В мастерской тихо и от метели по-ночному светло — рыжевато, пепельно-розово, качает колыбелью, перерастать которую никому не следовало бы. Кажется, слышно, как несётся за окнами снег. Мягко хлопают, ударяясь о нагруженные ветки, большие и нежные хлопья — может ли быть? Москву заметает. В груди болит и мокро и всё ломит, и жить не хочется, и спать не хочется, и работать над итальянскими этюдами не хочется и не можется, слишком уж они несообразны здесь. И всё лезет на ум чепуха, порой такая несуразная, что уже, должно быть, оттуда, из странных быстрых снов, преподносящих бог весть какие картины. Но стоит к ним присмотреться, вдуматься, коснуться зыбких образов и пелена необычайности спадает. Остаётся проза, подкрашенная в ледяную синь, и чего это вдруг приснилось, припомнилось? Ах, как ножом резануло. Резким жаром захватило сердце и даже лицо обожгло… Что-то такое, что прямо-таки до слёз и до кома в горле, до страха и до полного отступления, до дрожи в сжимающих край одеяла слабых руках…
Будто крепко приставшее отделили разом. Будто в одно мгновение выстудили комнату. Будто вырвали пол из-под ног… И зачем этой дурацкой голове воскрешать всякие неловкости и несчастные случаи, бывшие двести лет тому назад? И всё же нет ничего хуже мук ревности. Впрочем, назвать ли то ревностью? Ревность это, наверное, долгое, степенно накапливаемое чувство, а подобному Левитан не подвержен. И слава богу? Он только, так, иногда, на минуту или на час, на зимний вечер, вспышкой и скорой лавиной: на него словно свалится ушат воды, одновременно и ледяной, и кипящей, и он почувствует себя таким униженным, таким оскорблённым и преданным, что буквально разума лишится.

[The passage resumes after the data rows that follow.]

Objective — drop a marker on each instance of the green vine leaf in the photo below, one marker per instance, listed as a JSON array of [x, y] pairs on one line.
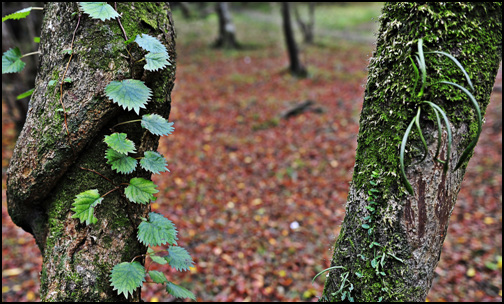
[[120, 143], [158, 230], [156, 61], [151, 44], [158, 277], [155, 258], [18, 15], [179, 258], [25, 94], [154, 162], [179, 291], [157, 125], [120, 162], [84, 205], [140, 190], [99, 10], [126, 277], [129, 94], [11, 61]]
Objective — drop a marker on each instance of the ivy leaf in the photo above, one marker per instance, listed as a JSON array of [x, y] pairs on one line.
[[179, 291], [155, 258], [156, 61], [158, 230], [179, 258], [140, 190], [120, 162], [99, 10], [158, 276], [120, 143], [84, 205], [151, 44], [157, 125], [11, 61], [153, 162], [129, 94], [126, 277], [18, 15]]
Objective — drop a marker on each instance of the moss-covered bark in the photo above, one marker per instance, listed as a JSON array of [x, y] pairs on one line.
[[410, 230], [46, 172]]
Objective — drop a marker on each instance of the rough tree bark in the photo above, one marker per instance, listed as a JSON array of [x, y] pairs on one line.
[[227, 30], [45, 173], [296, 68], [412, 228]]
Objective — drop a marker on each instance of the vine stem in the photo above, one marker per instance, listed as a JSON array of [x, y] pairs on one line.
[[100, 175], [61, 83], [126, 122]]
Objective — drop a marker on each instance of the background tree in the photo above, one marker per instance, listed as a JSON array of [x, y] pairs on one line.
[[307, 28], [295, 67], [396, 260], [20, 34], [227, 30], [57, 156]]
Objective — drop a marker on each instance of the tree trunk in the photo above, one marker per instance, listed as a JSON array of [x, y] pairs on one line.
[[49, 167], [308, 26], [295, 67], [227, 31], [409, 230]]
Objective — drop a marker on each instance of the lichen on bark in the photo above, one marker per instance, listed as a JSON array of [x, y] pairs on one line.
[[413, 228], [45, 172]]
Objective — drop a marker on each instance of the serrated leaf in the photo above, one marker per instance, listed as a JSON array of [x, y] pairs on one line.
[[157, 125], [120, 162], [154, 257], [11, 61], [18, 15], [158, 277], [154, 162], [156, 61], [179, 258], [99, 10], [129, 94], [140, 190], [84, 205], [158, 230], [126, 277], [25, 94], [120, 143], [179, 291], [151, 44]]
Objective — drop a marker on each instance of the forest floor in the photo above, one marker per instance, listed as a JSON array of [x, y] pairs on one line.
[[258, 200]]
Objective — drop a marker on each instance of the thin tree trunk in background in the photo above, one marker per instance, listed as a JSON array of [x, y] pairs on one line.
[[307, 27], [227, 30], [397, 259], [295, 67], [45, 172]]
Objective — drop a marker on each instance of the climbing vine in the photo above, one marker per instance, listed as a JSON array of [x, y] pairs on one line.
[[121, 155]]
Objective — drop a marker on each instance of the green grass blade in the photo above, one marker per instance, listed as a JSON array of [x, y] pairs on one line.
[[327, 269], [401, 157], [448, 130], [422, 65], [417, 75], [458, 65], [417, 123], [468, 150]]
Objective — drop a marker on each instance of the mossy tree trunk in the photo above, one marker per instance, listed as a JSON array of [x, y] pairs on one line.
[[410, 229], [49, 167]]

Продолжит двигаться, трясущимися похолодевшими руками за что-то браться, переставлять ватные ноги, а в голове будет зиять звенящая, вопящая пустота и ледяная, и обжигающая, и свернётся душащим узлом эфемерная надежда на избавление, которая, даже если избавление придёт, не искупит и не сотрёт перенесённого страдания… И было бы это страшной обидой, если бы её не заслонял и не скрадывал острый приступ полнейшего малодушия, зверской жалости к себе и сознания собственной низости и ничтожности. Ресницы нагружались слезами и сердце билось так, что, казалось, в полу отдаётся, и должно дребезжать от этого стука стекло в секретерах. Но это не ревность. Просто шок от неожиданного жестокого удара. Это было больно. Было, было… Да что стряслось-то? Вот ведь память паскудная: ощущение помнит, а причина не нужна. Впрочем, неудивительно. Испытанное нанесло сердцу ни на что не похожую рану, с подобными наваждениями Левитан с тех пор не сталкивался. А сам случай столь незначителен и не важен, что нечего его хранить. Да только как вытравишь?
Кажется, была девушка… Отчего же было так вопиюще обидно, неправильно и возмутительно? Должно быть, было от чего! Приближённых поклонниц вокруг Антона во все времена хватало, но по его поведению всегда можно было определить степень его насмешливого равнодушия к ним. К той он тоже был равнодушен. Не мог не быть. Обязан был быть! Иначе бы Исаак умер там на месте или под землю бы провалился. По зрелом размышлении он конечно понял бы, что нет никакой трагедии, что всё это ерунда и яйца выеденного не стоит, Антон только развлекался, конечно. Но в тот самый момент — провалился бы непременно, сердце не перенесло бы.
Была тоже зима? Было это, выходит, после первого бабкинского лета, значит, в январе восемьдесят шестого. Безумное времечко… Исаак себя тогдашнего едва помнил — другой, давно почивший ребёнок. За лето он страшно изнервничался. Счастлив он был, безусловно, но при этом настрадался как каторжный — исключительно по собственной вине и неуёмной дурости, но всё же настрадался. К Антону тянуло, но от него же отталкивало, чёрт разберёт! Антон и в Бабкине был холодным и усталым, а как вернулись по осени в Москву, так и вовсе заважничал. Нельзя было не видеть, что он теперь совсем писатель и доктор, что у него интересы куда выше и в круги, в которых он вращается, кому попало вход заказан.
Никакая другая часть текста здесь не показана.